A cosa diavolo pensavo? Erano mesi che non facevo esercizio fisico, a parte quello in camera da letto e un po’ di yoga. Non riuscivo a ricordare l’ultima volta che avessi dormito di filato per una notte intera. Stavo correndo a un ritmo assurdo. Mi bruciavano i polmoni e i muscoli erano sofferenti mentre mi sforzavo di tenere la velocità. Solo l’orgoglio mi trattenne dall’arrendermi. Non potevo dargli quella soddisfazione, neanche allora, quando non aveva più alcuna importanza.
Diversi minuti dopo, pregavo tra me e me per un po’ di tregua, senza sapere quanto ancora mi avrebbero retto le gambe in quel chilometro e mezzo che Blake aveva programmato sul mio tapis roulant. Fradicia e ormai totalmente senza forze, rallentai fino a camminare.

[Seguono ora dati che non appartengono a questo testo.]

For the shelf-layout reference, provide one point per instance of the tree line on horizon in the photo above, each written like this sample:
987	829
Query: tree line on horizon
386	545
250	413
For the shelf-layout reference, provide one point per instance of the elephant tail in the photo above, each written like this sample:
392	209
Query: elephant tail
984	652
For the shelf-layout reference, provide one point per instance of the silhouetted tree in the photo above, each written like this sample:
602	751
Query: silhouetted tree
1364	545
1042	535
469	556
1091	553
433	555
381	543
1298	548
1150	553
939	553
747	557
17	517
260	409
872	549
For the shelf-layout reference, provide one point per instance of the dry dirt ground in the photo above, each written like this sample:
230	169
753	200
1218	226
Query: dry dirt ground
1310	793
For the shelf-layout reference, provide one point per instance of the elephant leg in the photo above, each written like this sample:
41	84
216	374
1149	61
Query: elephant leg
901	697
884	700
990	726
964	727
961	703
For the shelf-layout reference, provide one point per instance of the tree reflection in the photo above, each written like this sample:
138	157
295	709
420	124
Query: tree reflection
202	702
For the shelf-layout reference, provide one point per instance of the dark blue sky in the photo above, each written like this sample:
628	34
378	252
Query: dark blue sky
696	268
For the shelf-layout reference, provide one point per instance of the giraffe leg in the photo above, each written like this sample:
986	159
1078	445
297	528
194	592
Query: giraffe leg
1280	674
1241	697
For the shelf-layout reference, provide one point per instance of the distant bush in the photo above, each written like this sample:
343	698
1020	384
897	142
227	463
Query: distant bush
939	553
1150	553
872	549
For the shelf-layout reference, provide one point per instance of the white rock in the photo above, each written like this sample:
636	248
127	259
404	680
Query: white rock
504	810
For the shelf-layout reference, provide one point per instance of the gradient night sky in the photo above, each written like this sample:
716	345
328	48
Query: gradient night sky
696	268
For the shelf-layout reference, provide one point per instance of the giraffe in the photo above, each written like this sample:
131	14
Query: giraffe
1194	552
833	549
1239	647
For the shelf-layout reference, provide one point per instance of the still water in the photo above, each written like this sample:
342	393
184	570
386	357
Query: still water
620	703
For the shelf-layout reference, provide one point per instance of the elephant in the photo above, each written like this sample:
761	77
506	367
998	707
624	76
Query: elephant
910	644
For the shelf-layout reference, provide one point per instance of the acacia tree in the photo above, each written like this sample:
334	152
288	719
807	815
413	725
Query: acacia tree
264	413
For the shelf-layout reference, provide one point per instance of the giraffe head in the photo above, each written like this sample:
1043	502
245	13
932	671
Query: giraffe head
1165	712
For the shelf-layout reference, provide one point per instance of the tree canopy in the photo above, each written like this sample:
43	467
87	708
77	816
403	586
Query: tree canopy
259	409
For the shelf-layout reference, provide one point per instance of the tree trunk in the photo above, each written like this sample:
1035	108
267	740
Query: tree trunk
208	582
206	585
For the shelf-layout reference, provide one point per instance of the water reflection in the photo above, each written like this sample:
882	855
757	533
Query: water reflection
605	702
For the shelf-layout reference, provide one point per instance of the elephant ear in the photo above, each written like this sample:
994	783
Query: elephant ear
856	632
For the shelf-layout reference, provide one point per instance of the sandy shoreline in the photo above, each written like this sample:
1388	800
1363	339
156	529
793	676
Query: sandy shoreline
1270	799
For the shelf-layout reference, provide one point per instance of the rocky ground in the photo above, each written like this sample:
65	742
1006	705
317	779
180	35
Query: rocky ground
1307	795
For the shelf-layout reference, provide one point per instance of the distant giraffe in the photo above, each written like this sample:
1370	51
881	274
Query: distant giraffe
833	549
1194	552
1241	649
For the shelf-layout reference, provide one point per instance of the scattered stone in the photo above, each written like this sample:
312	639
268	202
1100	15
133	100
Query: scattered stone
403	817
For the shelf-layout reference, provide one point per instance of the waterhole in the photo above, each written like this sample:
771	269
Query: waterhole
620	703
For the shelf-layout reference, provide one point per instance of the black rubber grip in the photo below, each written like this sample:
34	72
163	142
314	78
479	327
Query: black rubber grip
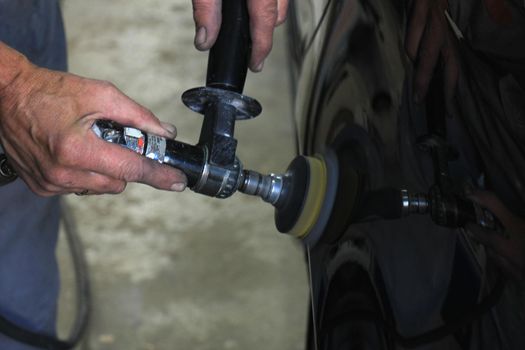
229	57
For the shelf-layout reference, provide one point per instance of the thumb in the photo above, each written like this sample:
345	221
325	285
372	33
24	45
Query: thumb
207	15
116	106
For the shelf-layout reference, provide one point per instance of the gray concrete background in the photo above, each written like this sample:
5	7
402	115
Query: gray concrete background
182	271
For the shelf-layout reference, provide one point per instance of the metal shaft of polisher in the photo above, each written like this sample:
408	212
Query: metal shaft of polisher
268	187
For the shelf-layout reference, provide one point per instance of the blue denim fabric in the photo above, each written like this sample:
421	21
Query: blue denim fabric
29	281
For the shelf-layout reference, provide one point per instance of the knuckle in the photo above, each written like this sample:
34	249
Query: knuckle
203	6
118	188
65	150
131	171
55	176
264	13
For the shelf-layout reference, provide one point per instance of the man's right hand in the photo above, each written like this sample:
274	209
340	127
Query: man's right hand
265	15
45	130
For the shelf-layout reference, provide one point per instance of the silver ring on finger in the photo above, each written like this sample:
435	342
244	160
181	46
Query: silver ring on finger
82	193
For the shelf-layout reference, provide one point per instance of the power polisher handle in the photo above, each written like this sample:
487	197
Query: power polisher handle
229	57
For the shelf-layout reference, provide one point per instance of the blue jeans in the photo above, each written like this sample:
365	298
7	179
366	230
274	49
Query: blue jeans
29	281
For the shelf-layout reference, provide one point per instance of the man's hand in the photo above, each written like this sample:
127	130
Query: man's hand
509	252
265	15
429	38
45	130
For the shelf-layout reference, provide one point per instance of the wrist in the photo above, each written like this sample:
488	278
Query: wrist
12	65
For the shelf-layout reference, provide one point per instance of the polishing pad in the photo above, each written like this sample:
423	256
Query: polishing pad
311	185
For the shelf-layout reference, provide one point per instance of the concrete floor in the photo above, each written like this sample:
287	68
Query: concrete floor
182	271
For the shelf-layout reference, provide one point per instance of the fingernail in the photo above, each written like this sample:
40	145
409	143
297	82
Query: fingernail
178	187
170	128
259	67
417	98
200	38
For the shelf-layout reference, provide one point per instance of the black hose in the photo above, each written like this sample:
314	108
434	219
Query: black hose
83	300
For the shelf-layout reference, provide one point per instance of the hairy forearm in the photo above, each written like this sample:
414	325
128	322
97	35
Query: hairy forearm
11	65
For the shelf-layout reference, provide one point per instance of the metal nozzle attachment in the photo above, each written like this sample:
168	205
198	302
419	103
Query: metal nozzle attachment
417	203
268	187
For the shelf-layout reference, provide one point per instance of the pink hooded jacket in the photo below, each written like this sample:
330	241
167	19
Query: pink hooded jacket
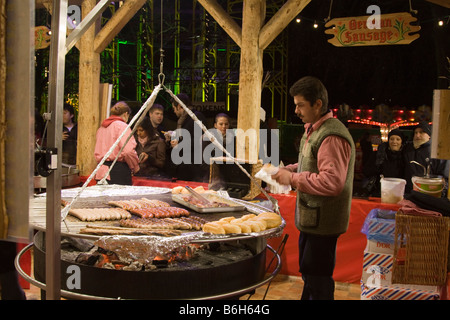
107	135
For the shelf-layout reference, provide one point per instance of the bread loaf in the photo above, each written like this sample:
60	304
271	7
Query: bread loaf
213	227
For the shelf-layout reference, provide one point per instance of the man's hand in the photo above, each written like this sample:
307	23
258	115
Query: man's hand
283	177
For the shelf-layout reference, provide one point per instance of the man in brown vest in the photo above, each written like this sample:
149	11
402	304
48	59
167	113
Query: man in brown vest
323	178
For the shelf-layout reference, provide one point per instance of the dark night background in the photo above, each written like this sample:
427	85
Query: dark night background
400	76
397	75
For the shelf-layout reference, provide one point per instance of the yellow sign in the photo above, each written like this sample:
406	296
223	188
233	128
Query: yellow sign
393	28
41	37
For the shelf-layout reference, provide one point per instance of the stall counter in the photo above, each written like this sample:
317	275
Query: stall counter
350	246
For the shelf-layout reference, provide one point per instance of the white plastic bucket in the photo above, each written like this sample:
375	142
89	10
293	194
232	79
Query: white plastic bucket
430	186
392	190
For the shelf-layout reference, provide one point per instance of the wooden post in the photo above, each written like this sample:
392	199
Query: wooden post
253	38
250	81
89	86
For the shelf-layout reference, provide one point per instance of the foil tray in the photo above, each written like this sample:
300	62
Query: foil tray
233	206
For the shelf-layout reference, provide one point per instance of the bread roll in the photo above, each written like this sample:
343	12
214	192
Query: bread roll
213	227
253	225
227	219
272	219
245	228
177	190
231	228
248	216
199	189
237	221
262	223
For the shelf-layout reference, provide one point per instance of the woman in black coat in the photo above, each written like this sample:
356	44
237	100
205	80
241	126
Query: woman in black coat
388	162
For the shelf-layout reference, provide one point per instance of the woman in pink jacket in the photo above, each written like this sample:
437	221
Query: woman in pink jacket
107	134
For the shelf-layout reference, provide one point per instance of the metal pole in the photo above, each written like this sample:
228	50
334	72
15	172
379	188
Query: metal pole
54	140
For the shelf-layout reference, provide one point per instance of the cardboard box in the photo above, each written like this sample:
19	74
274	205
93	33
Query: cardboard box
379	247
399	292
377	268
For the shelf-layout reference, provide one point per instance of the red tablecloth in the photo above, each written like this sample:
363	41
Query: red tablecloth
350	246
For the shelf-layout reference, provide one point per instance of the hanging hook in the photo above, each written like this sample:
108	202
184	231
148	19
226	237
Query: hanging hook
161	75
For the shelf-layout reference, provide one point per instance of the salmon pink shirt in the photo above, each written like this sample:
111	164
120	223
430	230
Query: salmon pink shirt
333	157
107	134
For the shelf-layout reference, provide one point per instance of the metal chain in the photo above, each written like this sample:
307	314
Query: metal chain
161	75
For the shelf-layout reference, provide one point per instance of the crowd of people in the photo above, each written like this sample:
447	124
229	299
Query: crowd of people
156	152
403	159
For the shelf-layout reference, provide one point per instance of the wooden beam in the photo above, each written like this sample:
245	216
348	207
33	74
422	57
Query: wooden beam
250	79
280	21
444	3
89	87
116	23
223	19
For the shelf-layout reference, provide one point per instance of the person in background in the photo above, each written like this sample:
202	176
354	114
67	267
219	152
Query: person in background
419	150
150	148
108	133
70	135
323	178
388	162
224	136
156	115
188	171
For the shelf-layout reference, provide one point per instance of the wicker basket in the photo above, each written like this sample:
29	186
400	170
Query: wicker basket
420	250
254	190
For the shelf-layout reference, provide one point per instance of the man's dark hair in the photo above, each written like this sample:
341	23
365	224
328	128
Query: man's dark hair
311	89
183	97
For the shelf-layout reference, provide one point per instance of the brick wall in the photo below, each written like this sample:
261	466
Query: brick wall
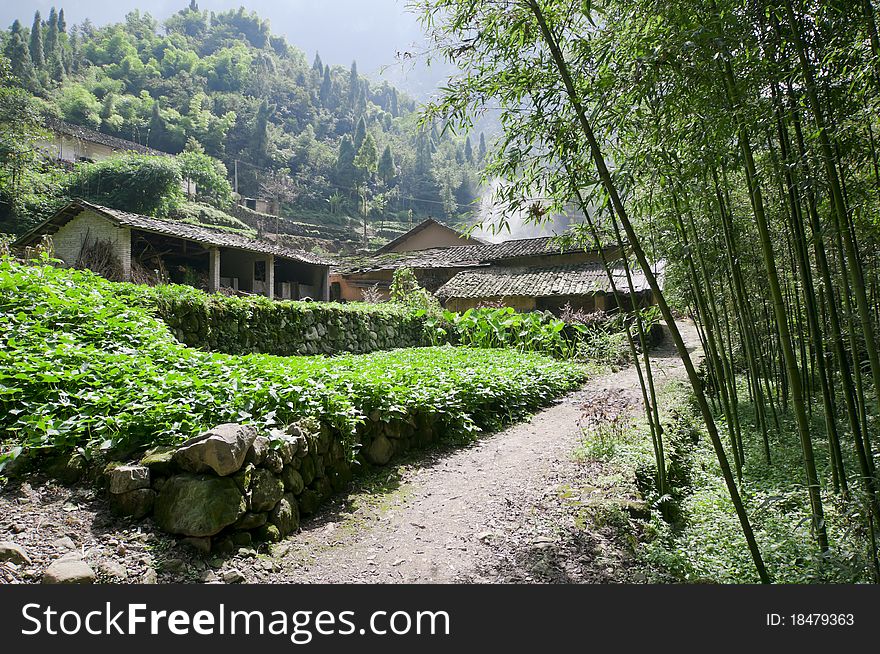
89	226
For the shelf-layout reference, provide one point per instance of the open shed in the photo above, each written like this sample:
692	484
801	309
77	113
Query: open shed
223	259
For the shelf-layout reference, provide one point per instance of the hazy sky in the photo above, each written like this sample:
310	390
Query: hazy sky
370	31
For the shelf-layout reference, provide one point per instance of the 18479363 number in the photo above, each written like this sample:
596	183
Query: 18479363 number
811	620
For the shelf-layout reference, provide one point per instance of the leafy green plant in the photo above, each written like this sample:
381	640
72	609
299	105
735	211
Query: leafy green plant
82	365
406	291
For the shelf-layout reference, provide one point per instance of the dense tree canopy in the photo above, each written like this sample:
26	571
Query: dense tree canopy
225	81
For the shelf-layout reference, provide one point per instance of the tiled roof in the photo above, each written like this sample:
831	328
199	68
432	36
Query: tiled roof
461	256
203	235
388	247
86	134
455	257
500	281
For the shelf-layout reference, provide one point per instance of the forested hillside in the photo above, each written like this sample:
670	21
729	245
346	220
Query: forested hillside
322	139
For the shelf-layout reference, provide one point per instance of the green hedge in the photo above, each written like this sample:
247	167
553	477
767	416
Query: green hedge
84	364
235	325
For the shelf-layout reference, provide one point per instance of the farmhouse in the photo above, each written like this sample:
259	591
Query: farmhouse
535	273
219	258
426	235
70	144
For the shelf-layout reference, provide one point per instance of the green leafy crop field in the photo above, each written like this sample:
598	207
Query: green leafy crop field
82	366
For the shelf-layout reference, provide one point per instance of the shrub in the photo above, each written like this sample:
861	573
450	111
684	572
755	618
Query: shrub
131	182
82	366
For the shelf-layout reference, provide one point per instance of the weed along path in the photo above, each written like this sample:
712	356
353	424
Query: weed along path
508	508
497	511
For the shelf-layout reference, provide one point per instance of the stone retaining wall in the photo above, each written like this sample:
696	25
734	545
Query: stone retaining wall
230	487
236	326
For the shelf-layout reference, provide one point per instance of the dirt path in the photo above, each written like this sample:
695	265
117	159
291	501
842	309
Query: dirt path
506	509
491	512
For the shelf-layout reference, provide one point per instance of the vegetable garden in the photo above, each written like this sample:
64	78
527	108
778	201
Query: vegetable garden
83	367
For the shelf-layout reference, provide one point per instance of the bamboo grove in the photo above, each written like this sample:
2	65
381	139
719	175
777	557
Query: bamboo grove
737	140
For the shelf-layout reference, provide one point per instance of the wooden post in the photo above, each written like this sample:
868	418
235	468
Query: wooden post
270	276
214	271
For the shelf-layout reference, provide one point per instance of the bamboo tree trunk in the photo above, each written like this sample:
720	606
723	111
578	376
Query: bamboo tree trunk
617	205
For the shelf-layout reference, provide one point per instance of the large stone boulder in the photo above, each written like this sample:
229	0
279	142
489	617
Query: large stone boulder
285	515
69	570
9	551
221	450
266	490
293	481
128	478
198	505
379	451
136	503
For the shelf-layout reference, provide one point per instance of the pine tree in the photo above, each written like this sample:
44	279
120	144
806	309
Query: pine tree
73	59
158	131
387	170
260	137
20	58
327	88
360	133
367	158
346	173
50	47
354	86
361	104
36	42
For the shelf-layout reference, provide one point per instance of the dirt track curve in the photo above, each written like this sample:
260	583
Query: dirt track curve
488	513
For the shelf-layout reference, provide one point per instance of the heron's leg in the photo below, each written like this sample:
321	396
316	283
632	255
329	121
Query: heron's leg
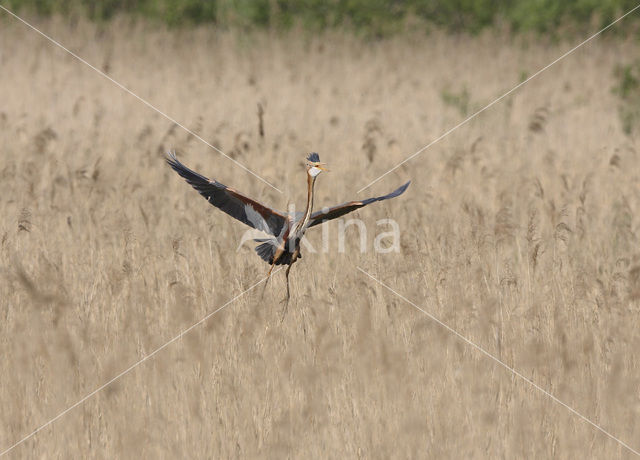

Blake saltò giù dal suo macchinario e si appoggiò con indifferenza alla griglia alle nostre spalle. A malapena riuscivo a stare in piedi, figuriamoci camminare. In qualche modo mossi le gambe e scesi, chiedendomi come avrei potuto riportare a casa il mio culo sfinito in quelle condizioni.
«Come vanno le gambe?».
Mi rivolse un sorrisetto che mi fece desiderare di dargli uno schiaffo su quel bellissimo viso.
«Vaffanculo», riuscii a dire con il respiro spezzato. Presi una lunga sorsata di acqua. La nostra gitarella chiaramente non aveva avuto su di lui lo stesso effetto. A malapena sembrava affannato.
«Con piacere, ma sembri un po’ sfinita. Spero che non avessi programmi per dopo».
Sollevò l’orlo della maglietta per asciugarsi il leggerissimo sudore sulla fronte, mostrando in modo sfacciato i propri addominali. Erano belli come sempre. Non si stava esattamente trascurando.
«Ehi». James si avvicinò, il petto gonfio alla vista di Blake.
Blake gli scoccò quel tipico sguardo che riservava agli altri sfortunati che facevano l’errore di avvicinarmisi troppo. Di puro sdegno, come se la sola esistenza di James fosse un’offesa per lui. E quello non era un bene sotto nessun aspetto. Per quanto insistessi nel dire che io e James non andavamo a letto insieme, Blake aveva l’incredibile capacità di sorprenderci sempre nello stesso luogo, nello stesso momento.
«Hai fatto?», chiesi a James sperando di interrompere la guerra di sguardi tra loro due.
«Si, quando vuoi sono pronto». Gli occhi di James non si mossero.
«Ci vediamo, Blake».
Diedi un colpetto sul petto a James per spingerlo a girarsi e seguirmi fuori. Quando mi voltai, vidi l’espressione tesa di Blake, le mani serrate intorno alla grata.